Tag: configuration management

CERN & Puppet

A presentation from CERN during the PuppetConf. Some very interesting items in there:

  • I was somewhat surprised at how much diversity they have. I thought they ran what effectively is a grid compute network with identical nodes.
  • They operate at huge scale. It requires a completely different way of thinking about power and data and resource management.
  • “Evaluate solutions, identify functional gaps and challenge them” – a very succinct way to describe a core IT function.
  • I like the analogy of thinking of your machines as pets and cattle. You care for your pets, but you shoot your cattle if something is wrong. Your infrastructure should be made out of “cattle”.
  • Their tool chain (puppet/foreman/openstack/mcollective/bamboo/git) is accessible to anyone and they understand the value of active community.

The overview is here. If you want to skip the CERN background, the technical part of the talk starts at ~11:00 minutes. This follow up talk gets into more technical detail of their puppet use.

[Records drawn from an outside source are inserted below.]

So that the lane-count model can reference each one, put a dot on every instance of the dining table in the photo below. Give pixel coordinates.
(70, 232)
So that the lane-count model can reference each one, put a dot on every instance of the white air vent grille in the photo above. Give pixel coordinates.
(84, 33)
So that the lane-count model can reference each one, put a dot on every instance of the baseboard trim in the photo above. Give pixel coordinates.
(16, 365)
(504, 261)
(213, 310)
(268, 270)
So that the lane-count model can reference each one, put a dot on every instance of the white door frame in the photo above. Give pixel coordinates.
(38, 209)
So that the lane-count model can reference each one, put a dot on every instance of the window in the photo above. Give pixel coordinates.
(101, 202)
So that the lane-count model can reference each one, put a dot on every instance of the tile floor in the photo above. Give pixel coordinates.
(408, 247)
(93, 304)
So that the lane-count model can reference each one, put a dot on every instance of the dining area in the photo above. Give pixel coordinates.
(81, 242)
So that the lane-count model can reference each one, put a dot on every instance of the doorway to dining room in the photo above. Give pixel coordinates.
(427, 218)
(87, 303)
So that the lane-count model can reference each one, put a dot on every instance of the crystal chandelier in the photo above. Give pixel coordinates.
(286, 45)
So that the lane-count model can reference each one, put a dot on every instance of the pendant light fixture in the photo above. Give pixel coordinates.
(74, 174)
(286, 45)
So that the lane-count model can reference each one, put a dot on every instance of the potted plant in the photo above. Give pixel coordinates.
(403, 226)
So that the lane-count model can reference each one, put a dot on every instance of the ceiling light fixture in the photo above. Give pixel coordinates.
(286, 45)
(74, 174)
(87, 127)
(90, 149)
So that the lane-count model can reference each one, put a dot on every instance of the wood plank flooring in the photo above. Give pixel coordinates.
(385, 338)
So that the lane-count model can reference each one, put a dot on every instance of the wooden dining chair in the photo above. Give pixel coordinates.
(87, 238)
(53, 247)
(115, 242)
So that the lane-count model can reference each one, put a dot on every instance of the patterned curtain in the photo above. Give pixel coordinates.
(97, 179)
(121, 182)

TripAdvisor’s architecture

A long and a very informative post about what TripAdvisor found out when they tested out AWS for their infrastructure. There are a lot of interesting tidbits in there, some of which are hard to analyze without seeing precise numbers. What I find interesting is that they essentially ported their existing datacenter setup to AWS. Granted, their stated goals were to really look at a cost/performance and not change the operational model. However, in my experience with AWS, simply reusing your datacenter architecture isn’t sufficient and will likely lead to a lot of disappointments. There are couple of things that stood out that would have likely improved their experience:

  • “Cloudwatch/monitoring was sufficient” – that was said with a caveat that it was enough for scaling decisions and detailed monitoring would be more helpful. I would disagree there. Even in their results they didn’t have enough visibility to figure out what was wrong with GC, so they couldn’t see inside the JVM. As far as scaling decisions go, it depends on the complexity of the application and underlying architecture. If you can make the decision simply based on the CPU load of a given instance, then CloudWatch is great. However, in a lot of cases you need far more detail to understand which tier to scale and if that’s even going to help. Also, depending on the availability tolerance of your application, 5 minute intervals might not be good enough.
  • Log collection – that seems to be done in pretty antiquated way and clearly it’s not real time and heavily dependent on local instance storage. Something like Graylog2/Logstack or Flume/Hadoop is far better.
  • Configuration management – they use a custom in-house solution with a naming database. That is usually very difficult to change for historical reasons, but something along the lines of puppet/chef/salt will give better results. The process is somewhat reversed too with an instance responsible for figuring out what it needs to be, though it’s arguable which is the better approach.
  •  Use of ELB – ELB is relatively cheap and pretty fast. Using something like HAProxy would give them far more granularity, visibility and better balancing overall.

In any case, it’s a worthy read if you’re considering AWS.


System definitions

I’ve ran into another example of this recently. I really don’t get why this concept so hard for so many people. You have to have a definition of your system in some form that can be consumed or taken as an input. No automation will happen without it. It doesn’t really matter what it is. You can use Puppet or Chef or CFengine or VMWare templates or SCCM or even Visio…..the list is endless. What you absolutely don’t do is have a form asking someone to fill out their system details in a free text box. That scales to about 4 systems. Hell, just type it like this in a word processor of your choice:


“servername”: “MySuperSever”

“OS”: “Favorite Linux distro”

“APP”: “Super Widget for TPS reports”


Even as a completely stand-alone approach, at the very least you’re creating a blueprint of your systems and a foundation for the future. Something that can be replicated, analyzed, plugged in, transformed and consumed down the road.




Came across this today. Looks like a nifty little configuration management tool. Certainly far more basic than Puppet or Chef, but might be a decent way to get started with configuration management if you’re not there yet.